Monday, October 18, 2010

How did you end up paying for college then, or buying your car?

I inherited a great deal of money from older family members as they would die or invest in a trust fund account that I later found out was probably partly responsible for the economic collapse. Even though I've been incredibly poor PERSONALLY since childhood because I've refused to work at anything but charity haunted houses, peace organizations, or the food bank I still am mindful that I am from an upper upper middle class family in the wealthiest nation in the history of the world, so my quality of life has been better than roughly 96% of all other people ever. In some ways with a guaranteed source of food, energy, shelter, and education for the large majority of my life I might be considered a byproduct of an artificial post-scarcity system, albeit one predicated upon some pretty nasty family business going back several centuries (East India Company Presidents, Pesticides, Pharmaceuticals, Wal-Mart, Oil Companies, insanely competitive child-upbringings, etc.) None if this is really fair to have been born into (and I would have traded it for a normal family very quickly), but I must agree with the philosopher Peter Singer that Americans AS A WHOLE have no excuse for the vulgar wealth and luxuries that we enjoy while the rest of the world (and even the poor in our country) weaken from disease, starve, and die en masse.

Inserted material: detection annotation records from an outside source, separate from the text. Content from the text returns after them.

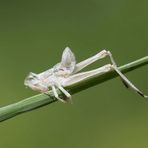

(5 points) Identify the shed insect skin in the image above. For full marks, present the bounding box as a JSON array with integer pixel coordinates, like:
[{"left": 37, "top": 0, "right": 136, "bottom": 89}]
[{"left": 24, "top": 47, "right": 148, "bottom": 103}]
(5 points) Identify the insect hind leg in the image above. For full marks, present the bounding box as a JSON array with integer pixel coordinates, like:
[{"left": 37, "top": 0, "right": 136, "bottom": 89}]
[{"left": 106, "top": 51, "right": 148, "bottom": 98}]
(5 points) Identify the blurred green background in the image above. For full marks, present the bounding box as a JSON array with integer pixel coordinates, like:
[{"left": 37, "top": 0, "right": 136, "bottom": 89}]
[{"left": 0, "top": 0, "right": 148, "bottom": 148}]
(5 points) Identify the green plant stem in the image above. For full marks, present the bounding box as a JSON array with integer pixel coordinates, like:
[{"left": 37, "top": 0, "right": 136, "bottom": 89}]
[{"left": 0, "top": 56, "right": 148, "bottom": 121}]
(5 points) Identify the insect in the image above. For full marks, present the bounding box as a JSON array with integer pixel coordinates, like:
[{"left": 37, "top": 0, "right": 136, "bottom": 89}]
[{"left": 24, "top": 47, "right": 148, "bottom": 102}]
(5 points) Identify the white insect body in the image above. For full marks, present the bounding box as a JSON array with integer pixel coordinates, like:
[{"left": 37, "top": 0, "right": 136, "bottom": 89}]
[{"left": 24, "top": 47, "right": 148, "bottom": 102}]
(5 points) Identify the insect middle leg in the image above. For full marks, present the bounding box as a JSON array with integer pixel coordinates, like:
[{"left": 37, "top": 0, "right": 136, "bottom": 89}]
[
  {"left": 62, "top": 64, "right": 113, "bottom": 87},
  {"left": 52, "top": 86, "right": 66, "bottom": 103}
]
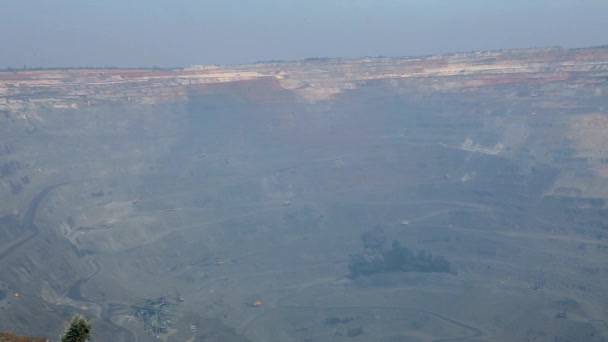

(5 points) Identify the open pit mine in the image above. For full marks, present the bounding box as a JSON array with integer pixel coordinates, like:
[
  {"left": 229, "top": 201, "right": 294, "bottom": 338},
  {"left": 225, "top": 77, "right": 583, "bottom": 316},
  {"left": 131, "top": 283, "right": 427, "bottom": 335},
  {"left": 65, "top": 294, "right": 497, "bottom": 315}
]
[{"left": 0, "top": 47, "right": 608, "bottom": 342}]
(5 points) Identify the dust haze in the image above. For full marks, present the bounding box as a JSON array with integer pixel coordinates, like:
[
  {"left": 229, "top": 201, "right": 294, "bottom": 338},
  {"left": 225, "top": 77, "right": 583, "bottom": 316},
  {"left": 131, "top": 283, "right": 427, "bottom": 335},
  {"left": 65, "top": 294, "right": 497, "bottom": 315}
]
[{"left": 0, "top": 1, "right": 608, "bottom": 342}]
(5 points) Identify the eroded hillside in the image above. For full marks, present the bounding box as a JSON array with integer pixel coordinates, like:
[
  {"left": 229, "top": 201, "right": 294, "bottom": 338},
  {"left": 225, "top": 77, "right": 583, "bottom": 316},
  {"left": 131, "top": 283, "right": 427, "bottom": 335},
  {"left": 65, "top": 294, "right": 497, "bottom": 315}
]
[{"left": 0, "top": 48, "right": 608, "bottom": 341}]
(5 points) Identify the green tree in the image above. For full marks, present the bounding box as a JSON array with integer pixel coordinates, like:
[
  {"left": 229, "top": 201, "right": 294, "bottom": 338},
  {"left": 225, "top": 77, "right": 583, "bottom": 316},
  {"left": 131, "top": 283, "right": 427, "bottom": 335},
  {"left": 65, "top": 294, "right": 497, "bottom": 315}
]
[{"left": 61, "top": 315, "right": 91, "bottom": 342}]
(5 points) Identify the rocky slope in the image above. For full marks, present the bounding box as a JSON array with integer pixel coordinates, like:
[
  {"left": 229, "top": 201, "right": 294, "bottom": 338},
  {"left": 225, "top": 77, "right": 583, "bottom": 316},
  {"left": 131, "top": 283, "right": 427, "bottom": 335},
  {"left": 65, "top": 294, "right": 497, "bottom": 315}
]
[{"left": 0, "top": 47, "right": 608, "bottom": 341}]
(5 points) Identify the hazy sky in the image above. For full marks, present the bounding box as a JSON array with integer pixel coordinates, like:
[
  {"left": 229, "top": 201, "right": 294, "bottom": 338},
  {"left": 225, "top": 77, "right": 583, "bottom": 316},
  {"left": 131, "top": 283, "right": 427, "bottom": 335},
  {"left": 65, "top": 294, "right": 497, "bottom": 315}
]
[{"left": 0, "top": 0, "right": 608, "bottom": 68}]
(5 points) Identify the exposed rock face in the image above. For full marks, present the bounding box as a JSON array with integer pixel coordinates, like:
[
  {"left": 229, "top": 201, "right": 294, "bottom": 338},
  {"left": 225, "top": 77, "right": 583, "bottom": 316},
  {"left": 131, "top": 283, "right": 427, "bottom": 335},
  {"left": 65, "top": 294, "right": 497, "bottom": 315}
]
[{"left": 0, "top": 48, "right": 608, "bottom": 341}]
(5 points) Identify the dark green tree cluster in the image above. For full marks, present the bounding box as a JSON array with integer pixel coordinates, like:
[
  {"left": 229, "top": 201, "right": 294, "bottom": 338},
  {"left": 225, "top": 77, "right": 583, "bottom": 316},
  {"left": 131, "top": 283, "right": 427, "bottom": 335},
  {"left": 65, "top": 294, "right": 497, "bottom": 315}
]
[
  {"left": 61, "top": 315, "right": 91, "bottom": 342},
  {"left": 348, "top": 228, "right": 455, "bottom": 278}
]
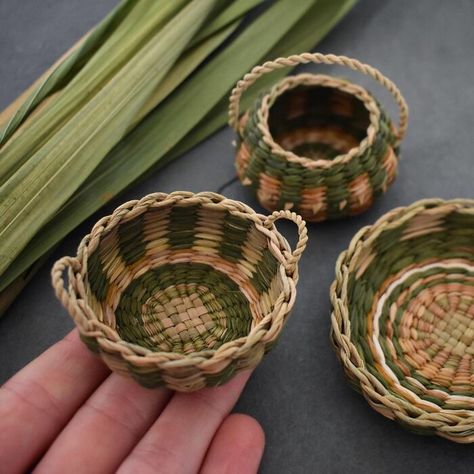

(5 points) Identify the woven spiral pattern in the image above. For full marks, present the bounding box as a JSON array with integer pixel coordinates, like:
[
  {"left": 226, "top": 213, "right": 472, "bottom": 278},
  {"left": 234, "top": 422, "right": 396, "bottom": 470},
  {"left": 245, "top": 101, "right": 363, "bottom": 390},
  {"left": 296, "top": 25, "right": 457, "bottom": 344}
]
[
  {"left": 53, "top": 192, "right": 307, "bottom": 391},
  {"left": 229, "top": 53, "right": 408, "bottom": 221},
  {"left": 331, "top": 200, "right": 474, "bottom": 443}
]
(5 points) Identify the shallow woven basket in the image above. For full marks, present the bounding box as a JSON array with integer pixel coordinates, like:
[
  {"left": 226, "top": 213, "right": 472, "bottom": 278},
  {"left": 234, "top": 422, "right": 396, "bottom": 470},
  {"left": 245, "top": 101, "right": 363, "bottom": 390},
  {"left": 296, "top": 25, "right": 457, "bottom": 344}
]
[
  {"left": 229, "top": 53, "right": 408, "bottom": 221},
  {"left": 331, "top": 199, "right": 474, "bottom": 443},
  {"left": 52, "top": 192, "right": 307, "bottom": 391}
]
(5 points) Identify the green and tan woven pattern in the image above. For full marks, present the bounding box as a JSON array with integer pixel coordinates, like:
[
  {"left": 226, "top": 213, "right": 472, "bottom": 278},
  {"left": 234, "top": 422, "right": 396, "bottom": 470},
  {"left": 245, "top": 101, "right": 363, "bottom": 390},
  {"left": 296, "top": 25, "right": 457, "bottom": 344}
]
[
  {"left": 331, "top": 199, "right": 474, "bottom": 443},
  {"left": 229, "top": 53, "right": 408, "bottom": 221},
  {"left": 52, "top": 192, "right": 307, "bottom": 391}
]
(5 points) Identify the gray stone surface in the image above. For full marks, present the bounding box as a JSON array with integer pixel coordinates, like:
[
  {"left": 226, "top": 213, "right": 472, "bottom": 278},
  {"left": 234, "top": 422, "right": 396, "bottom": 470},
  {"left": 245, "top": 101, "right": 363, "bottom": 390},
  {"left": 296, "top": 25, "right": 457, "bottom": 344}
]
[{"left": 0, "top": 0, "right": 474, "bottom": 474}]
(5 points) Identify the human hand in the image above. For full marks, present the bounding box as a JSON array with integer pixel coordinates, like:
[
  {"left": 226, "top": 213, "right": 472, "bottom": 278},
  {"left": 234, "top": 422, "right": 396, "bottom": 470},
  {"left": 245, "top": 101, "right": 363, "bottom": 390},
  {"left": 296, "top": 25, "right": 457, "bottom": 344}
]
[{"left": 0, "top": 330, "right": 264, "bottom": 474}]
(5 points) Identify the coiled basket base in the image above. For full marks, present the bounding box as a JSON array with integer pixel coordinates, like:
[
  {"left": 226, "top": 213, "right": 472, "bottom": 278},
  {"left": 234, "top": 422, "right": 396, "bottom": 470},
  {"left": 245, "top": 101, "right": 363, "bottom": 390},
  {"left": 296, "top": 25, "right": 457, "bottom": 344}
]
[
  {"left": 331, "top": 200, "right": 474, "bottom": 443},
  {"left": 52, "top": 192, "right": 307, "bottom": 391}
]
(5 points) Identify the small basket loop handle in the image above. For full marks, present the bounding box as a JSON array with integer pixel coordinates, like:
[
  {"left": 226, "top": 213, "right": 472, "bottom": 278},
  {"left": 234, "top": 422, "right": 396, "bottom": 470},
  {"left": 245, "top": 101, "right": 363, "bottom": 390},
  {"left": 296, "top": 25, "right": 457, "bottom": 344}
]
[
  {"left": 51, "top": 257, "right": 81, "bottom": 309},
  {"left": 229, "top": 53, "right": 408, "bottom": 144},
  {"left": 263, "top": 210, "right": 308, "bottom": 274}
]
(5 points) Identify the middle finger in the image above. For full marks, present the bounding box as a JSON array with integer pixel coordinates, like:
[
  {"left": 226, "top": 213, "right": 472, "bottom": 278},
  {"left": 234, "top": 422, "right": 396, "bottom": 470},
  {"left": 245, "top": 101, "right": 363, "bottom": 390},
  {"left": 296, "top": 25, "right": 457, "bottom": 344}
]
[{"left": 36, "top": 374, "right": 170, "bottom": 474}]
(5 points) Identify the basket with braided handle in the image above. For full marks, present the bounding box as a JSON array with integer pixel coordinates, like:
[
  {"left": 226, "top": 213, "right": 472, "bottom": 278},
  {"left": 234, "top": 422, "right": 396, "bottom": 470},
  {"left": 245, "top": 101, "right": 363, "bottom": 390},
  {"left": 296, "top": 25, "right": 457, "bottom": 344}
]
[
  {"left": 331, "top": 199, "right": 474, "bottom": 443},
  {"left": 229, "top": 53, "right": 408, "bottom": 221},
  {"left": 52, "top": 192, "right": 307, "bottom": 391}
]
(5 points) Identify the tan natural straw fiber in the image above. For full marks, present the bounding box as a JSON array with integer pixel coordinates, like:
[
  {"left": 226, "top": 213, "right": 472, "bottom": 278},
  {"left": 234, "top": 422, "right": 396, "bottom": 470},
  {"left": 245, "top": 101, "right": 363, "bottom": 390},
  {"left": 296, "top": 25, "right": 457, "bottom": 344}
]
[
  {"left": 331, "top": 199, "right": 474, "bottom": 443},
  {"left": 229, "top": 53, "right": 408, "bottom": 221},
  {"left": 52, "top": 192, "right": 308, "bottom": 391}
]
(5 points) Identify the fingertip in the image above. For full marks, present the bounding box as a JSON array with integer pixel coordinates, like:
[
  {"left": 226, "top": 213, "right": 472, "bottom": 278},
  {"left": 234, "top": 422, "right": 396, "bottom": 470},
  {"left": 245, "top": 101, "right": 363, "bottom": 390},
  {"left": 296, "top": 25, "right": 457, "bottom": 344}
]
[
  {"left": 221, "top": 413, "right": 265, "bottom": 453},
  {"left": 201, "top": 413, "right": 265, "bottom": 474}
]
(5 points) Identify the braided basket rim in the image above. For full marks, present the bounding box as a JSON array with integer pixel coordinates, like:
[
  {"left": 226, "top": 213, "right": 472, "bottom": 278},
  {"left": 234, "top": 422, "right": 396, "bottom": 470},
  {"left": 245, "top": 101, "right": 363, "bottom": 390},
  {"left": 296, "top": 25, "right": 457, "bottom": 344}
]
[
  {"left": 252, "top": 73, "right": 380, "bottom": 169},
  {"left": 330, "top": 198, "right": 474, "bottom": 443},
  {"left": 52, "top": 191, "right": 307, "bottom": 370}
]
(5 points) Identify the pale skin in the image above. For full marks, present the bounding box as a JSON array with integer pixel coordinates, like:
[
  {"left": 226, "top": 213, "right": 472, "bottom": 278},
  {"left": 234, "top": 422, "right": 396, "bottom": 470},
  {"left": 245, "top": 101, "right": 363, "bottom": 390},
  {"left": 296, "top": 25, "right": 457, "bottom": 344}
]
[{"left": 0, "top": 330, "right": 265, "bottom": 474}]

I can't judge others harshly for their consumer faults because I know that my hands are VERY bloody, simply from my passive participation in our system as I knowingly by books that I don't need or technology upgrades with the same money that could be protecting infants from malaria, typhus, rotavirus, and AIDS. At any moment I could be looking around me and asking myself (as was done in the film "Shindler's List") how many lives my assets are actually worth. Yet out of a supreme cruelty I do not do this- I may do volunteer work regularly and give microloans and attempt to foment political agitation to improve the lot of those with less, but it is never a significant enough sacrifice when weighed against what should truly be done... even as I'm well-read enough to understand the serious implications of climate change I persist in traveling, using water and the internet wastefully, and eating bananas from thousands of miles away, with the consummate understanding that these very things will create potentially create a horrific superdrought that will end the lives of billions.